Mortals, too, seemed to derive benefits from lapis seals; evidence suggests that if one were to carry the seal of lapis lazuli, they will have protection, and that they will receive approval from their god. Indeed, this use of lapis as protection from the underworld underlines the assertion set forth that in ancient Mesopotamia, lapis isn’t just a stone that symbolizes, connects with, or even calls upon the deities—indeed, lapis seems to have a power of its own, one that renders the wearer, whether magical or mortal, impenetrable from evil forces. In fact, this “magical-medical” function of lapis, as Winter describes it, may help explain the presence of so many lapis seals in the royal cemetery burials. In other Assyrian texts preserving medical incantations, lapis is invoked as a pure, counter-substance to cure conditions such as impotence, and pieces of lapis seem to have been laid on the neck of sick individuals as part of healing rituals, and were even worn to dispel sorcery. Perhaps most importantly for our purposes, lapis seems to also have been entangled with divine notions of conception and fertility, which evokes the earlier image rendered of lapis being present in the sky at the precipice of dawn breaking into day. 

 

Selected Works Cited: 

 

Amrhein, Anastasia. “The Power of Stones: Natural, Artificial, and In Between.” A Wonder to Behold: Craftsmanship and the Creation of Babylon's Ishtar Gate, Princeton University Press, Princeton, NJ, 2019, pp. 91–103. 

 

“Ram Caught in a Thicket from Ur.” Online Collections - Penn Museum, Penn Museum, https://www.penn.museum/collections/videos/video/963. 

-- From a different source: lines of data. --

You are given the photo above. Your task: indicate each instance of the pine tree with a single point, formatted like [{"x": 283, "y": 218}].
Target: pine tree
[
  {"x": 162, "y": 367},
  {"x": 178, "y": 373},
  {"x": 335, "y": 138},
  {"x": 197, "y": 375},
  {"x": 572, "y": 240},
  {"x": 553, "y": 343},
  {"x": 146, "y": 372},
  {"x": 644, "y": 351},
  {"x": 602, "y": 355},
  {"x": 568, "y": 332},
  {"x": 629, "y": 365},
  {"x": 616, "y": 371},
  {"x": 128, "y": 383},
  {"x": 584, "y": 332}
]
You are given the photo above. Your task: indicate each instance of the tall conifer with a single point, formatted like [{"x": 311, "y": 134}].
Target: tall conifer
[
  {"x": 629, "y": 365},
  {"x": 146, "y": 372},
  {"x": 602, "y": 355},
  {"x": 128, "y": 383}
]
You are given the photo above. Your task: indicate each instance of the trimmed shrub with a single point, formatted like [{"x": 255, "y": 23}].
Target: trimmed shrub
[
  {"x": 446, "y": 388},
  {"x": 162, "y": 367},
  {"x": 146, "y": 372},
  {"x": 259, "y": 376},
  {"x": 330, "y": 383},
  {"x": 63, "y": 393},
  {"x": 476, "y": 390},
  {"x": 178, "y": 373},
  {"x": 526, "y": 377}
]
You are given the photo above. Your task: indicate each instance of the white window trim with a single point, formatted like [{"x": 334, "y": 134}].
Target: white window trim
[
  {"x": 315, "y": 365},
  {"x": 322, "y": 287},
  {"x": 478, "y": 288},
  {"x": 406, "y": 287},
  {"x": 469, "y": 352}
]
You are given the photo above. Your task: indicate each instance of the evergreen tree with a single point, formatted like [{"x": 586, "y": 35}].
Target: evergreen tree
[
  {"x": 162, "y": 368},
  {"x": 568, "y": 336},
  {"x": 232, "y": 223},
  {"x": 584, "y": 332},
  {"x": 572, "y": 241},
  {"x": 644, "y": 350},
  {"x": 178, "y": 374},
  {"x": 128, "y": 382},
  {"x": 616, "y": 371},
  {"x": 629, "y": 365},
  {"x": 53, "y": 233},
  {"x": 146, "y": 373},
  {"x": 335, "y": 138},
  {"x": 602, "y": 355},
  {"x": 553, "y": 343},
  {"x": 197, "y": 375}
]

Winter, Irene. “Chapter Twenty-Seven. the Aesthetic Value of Lapis Lazuli in Mesopotamia.” On Art in the Ancient Near East Volume II, 2009, pp. 291–306., https://doi.org/10.1163/ej.9789004174993.i-542.46. 

Jones, Philip, and Wayne Horowitz. “Mesopotamian Cosmic Geography.” The Jewish Quarterly Review, vol. 91, no. 3/4, 2001, p. 485., https://doi.org/10.2307/1455570. 

Sandars, N. K. The Epic of Gilgamesh: An English Version, with an Introduction. Rev. ed. Penguin, 1972.